Jun 10, 2011

Newsnight: Nadine Dorries on science and abortion

Nadine Dorries has appeared on Newsnight (currently available on iPlayer here, about 40 minutes into the show) and claimed that her stance on abortion was based not on faith, but on The Science. I have transcribed a brief section of the interview for your reading pleasure (I missed out all the umming and ahhing, but the rest of her comments have, I hope, been faithfully reproduced).
Well, none of the issues that I champion particularly, although they would be deemed to be faith issues, if I were to approach any of them from a faith perspective I would lose before I’ve even begun. And I’ll give you an example: I moved to have the upper limit at which abortion takes place from 20 weeks to 20, but that wasn’t on any faith basis, that was on the basis of the science and the morality of that it just seems to be wrong to aborting babies who could live if born at that particular gestation.
So... Dorries seems to be claiming that the science backed her position that the limit should have been changed from 24 weeks to 20. Did it?

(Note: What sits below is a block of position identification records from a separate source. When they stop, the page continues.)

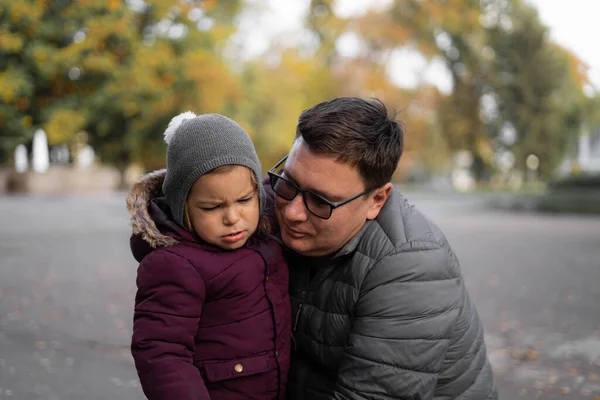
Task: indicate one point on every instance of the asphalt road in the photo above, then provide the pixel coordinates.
(67, 282)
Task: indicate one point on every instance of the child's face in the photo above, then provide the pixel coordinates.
(223, 207)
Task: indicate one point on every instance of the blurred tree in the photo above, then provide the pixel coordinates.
(274, 95)
(538, 88)
(118, 69)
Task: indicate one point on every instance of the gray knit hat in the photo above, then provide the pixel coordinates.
(197, 145)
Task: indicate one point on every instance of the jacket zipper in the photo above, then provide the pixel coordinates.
(297, 317)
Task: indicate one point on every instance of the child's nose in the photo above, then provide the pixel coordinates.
(232, 216)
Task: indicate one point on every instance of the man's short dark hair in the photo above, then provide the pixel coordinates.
(358, 132)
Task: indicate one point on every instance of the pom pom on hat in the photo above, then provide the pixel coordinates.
(175, 123)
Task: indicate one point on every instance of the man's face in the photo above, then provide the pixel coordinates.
(308, 234)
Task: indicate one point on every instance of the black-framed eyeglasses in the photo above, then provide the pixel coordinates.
(316, 204)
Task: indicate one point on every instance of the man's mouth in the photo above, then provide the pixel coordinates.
(294, 233)
(234, 236)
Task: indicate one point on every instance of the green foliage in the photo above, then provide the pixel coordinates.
(120, 70)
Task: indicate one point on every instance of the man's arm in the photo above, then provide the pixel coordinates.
(407, 307)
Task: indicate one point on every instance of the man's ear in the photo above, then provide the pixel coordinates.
(378, 199)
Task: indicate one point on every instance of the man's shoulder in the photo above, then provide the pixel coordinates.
(399, 226)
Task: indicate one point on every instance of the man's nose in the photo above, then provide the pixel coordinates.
(295, 210)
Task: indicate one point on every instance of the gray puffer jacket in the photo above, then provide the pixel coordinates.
(388, 317)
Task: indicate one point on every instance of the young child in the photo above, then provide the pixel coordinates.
(212, 316)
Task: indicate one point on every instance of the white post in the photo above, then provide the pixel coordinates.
(21, 161)
(41, 157)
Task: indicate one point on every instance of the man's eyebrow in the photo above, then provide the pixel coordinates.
(329, 197)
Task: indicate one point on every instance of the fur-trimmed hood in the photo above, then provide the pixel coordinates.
(151, 222)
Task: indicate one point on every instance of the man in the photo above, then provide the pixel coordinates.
(380, 310)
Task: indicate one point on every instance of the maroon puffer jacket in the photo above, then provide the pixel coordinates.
(208, 323)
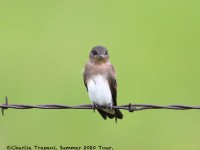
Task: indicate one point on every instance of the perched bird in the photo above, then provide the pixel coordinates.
(100, 81)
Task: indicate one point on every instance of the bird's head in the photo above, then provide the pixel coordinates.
(99, 54)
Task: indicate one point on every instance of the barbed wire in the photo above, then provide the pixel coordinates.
(130, 107)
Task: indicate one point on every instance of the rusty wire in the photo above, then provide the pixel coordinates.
(130, 107)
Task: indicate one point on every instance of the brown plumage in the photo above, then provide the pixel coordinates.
(99, 65)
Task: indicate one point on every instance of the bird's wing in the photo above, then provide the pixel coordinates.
(113, 85)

Well, Ben Goldacre didn't seem to think so. Dr Goldacre referred to a study called Epicure, which found no significant improvement in survival rates for babies born at 22 or 23 weeks. Dorries seems to have based her position not on a large study, but on the claims of John Wyatt, a member of the Christian Medical Fellowship who gave evidence to a Commons committee on science and technology in 2007. It's not altogether clear what Prof Wyatt did to come up with his figures for improved survival rates.

Wyatt's original reference for his claims regarding improved survival rates was not a peer-reviewed, published study. It was an abstract for a conference presentation. A presentation that did not contain the figures he was quoting.

Wyatt then said that he had produced a spreadsheet especially for the committee he was giving evidence to. Unlike the large study I referred to earlier, Wyatt was working with small numbers, from just University College London hospitals. Goldacre described the data as:
...non-peer reviewed, non-published, utterly chaotic, personal communication of data, from 1996 to 2000, with no clear source, and with no information about how it was collected or analysed.
This is apparently what Dorries was referring to as "the science" - data that was clearly less reliable than the large study. If, rather than simply accepting that the best available evidence has findings that are inconvenient to your cause, you decide to quote less reliable evidence then you cannot claim that your move to change the limit on abortion from 24 weeks to 20 is based on the science. It simply isn't true.

Why did Dorries claim that her stance was "based on the science"? Well, this was her example of an issue that she could not approach from a faith perspective. She claims that if she did so she would lose on such issues before she'd begun. Perhaps that is the reason?

Or perhaps she really did believe that The Science supported her point of view? I suppose that is plausible. I mean, if you are scientifically illiterate enough to be taken in by the hand of hope hoax, and so lacking in insight that you believe your version of events is more likely to be correct than that of the doctor conducting the operation, then I suppose it's quite possible that you might be sufficiently scientifically illiterate to believe that citing the back-of-a-fag-packet calculations of one man (when a large, well-conducted study has different results) means that the scientific evidence supports your position.